Banding and Setting

It is evident that banding and setting practices, while overcoming some of the worst aspects of streaming in relation to differential educational achievement, bring with them their own set of practices and problems.

Nell Keddie's study ("Classroom Knowledge", 1971), for example, illustrated the way classroom interaction affects both the self-perception and performance of children. In the school she studied, a humanities course was introduced, to be taught to all pupils of a particular age group. Although the school streamed pupils on the basis of educational ability, this particular course was designed to be taught to pupils of all abilities, in mixed-ability classes. Thus, although the school itself was streamed, no streaming by ability took-place on this particular course.

What Keddie found was that teachers brought to the classroom a range of personal, social and work-related experiences that informed their perceptions of a child's ability. Thus, the fact that a pupil had attracted the label as an "A stream" or a "C stream" pupil informed teacher expectations of the respective abilities of each type of student. In addition, the way different pupils behaved in the classroom further served to confirm teacher expectations and behaviour.

What this suggests, therefore, is that banding and setting simply displace the "streaming effect"; that is, instead of it being an "all or nothing" effect (those streamed as able and bright performing best, for example, across the curriculum), these practices produce a more-contained, subject-based, set of individual performances. In addition, it is also important to note that it is rarely the case, in reality, that a child displays a wide range of differing banded abilities (that is, they appear in a range of different subject-based band positions - the top band for some subjects and a lower band for others). Where this does occur there is evidence of s self-fulfilling prophecy once again, whereby academic performance rises and falls according to the band or set.
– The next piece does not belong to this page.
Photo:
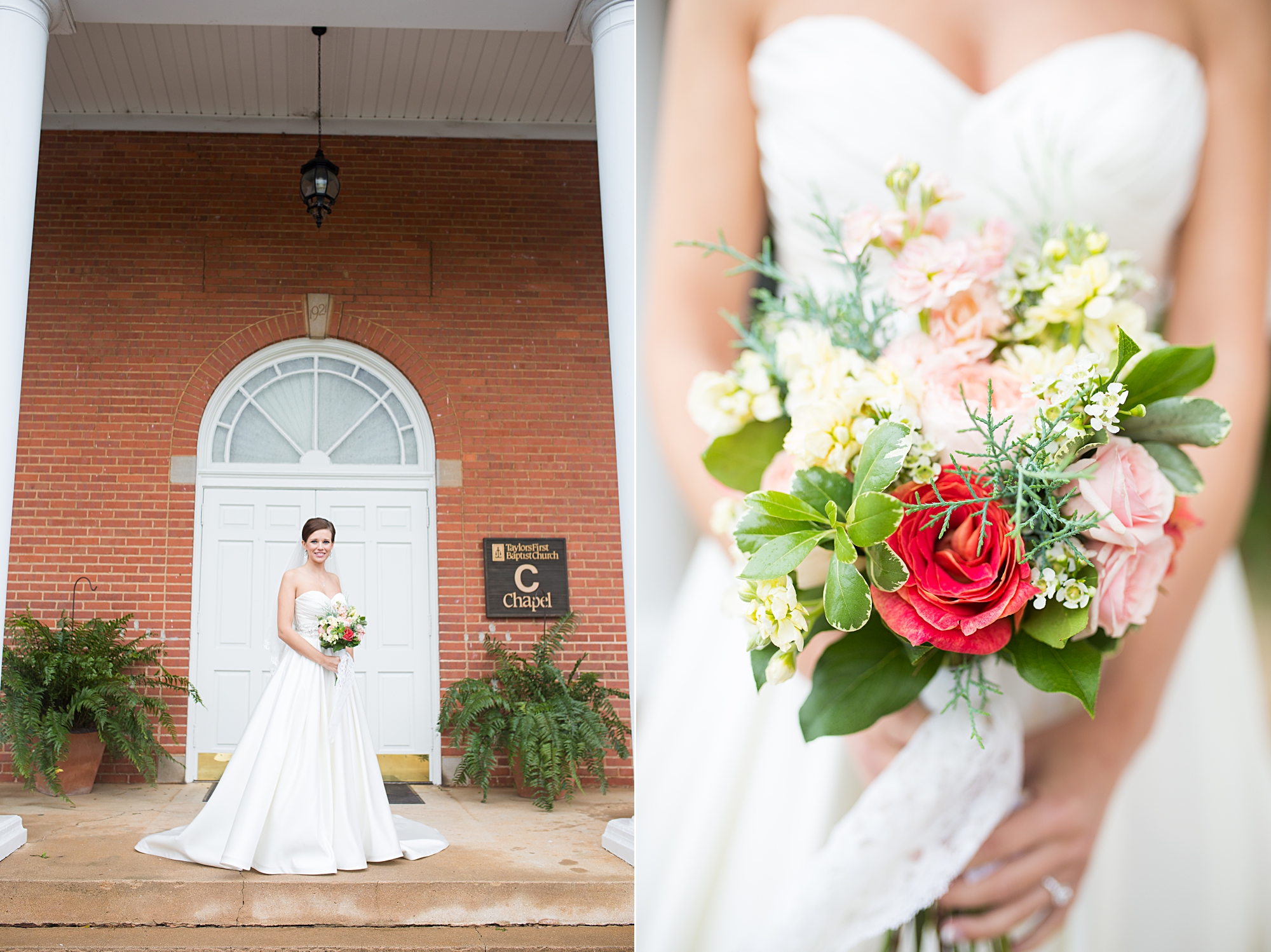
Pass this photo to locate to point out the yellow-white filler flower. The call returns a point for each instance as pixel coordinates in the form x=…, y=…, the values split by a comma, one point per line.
x=773, y=609
x=724, y=404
In addition - and somewhat surprisingly, perhaps, given our everyday, taken-for-granted, assumptions about "high ability" students - Keddie also observed that:

"There is between teachers and "A pupils" a reciprocity [mutual exchange] of perspective which allows teachers to define, unchallenged by "A pupils", as they may be challenged by "C pupils", the nature and boundaries of what is to count as knowledge. It would seem to be the failure of high- ability pupils to question what they are taught in schools that contributes in large measure to their educational achievement.".
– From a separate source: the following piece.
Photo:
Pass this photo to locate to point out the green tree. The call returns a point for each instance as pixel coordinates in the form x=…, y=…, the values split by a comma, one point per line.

This idea, if valid, is extremely important since it suggests that one important characteristic of high-achieving pupils is their ability to key-into and conform to their teacher's academic and behavioural expectations (technically called "consanguinuity"). This suggests, in part, that pupils who appear in the top bands and sets do so because they have learnt "how to play the education game" by understanding and accepting (however grudgingly) the rules laid down by teachers, schools, governments and the like.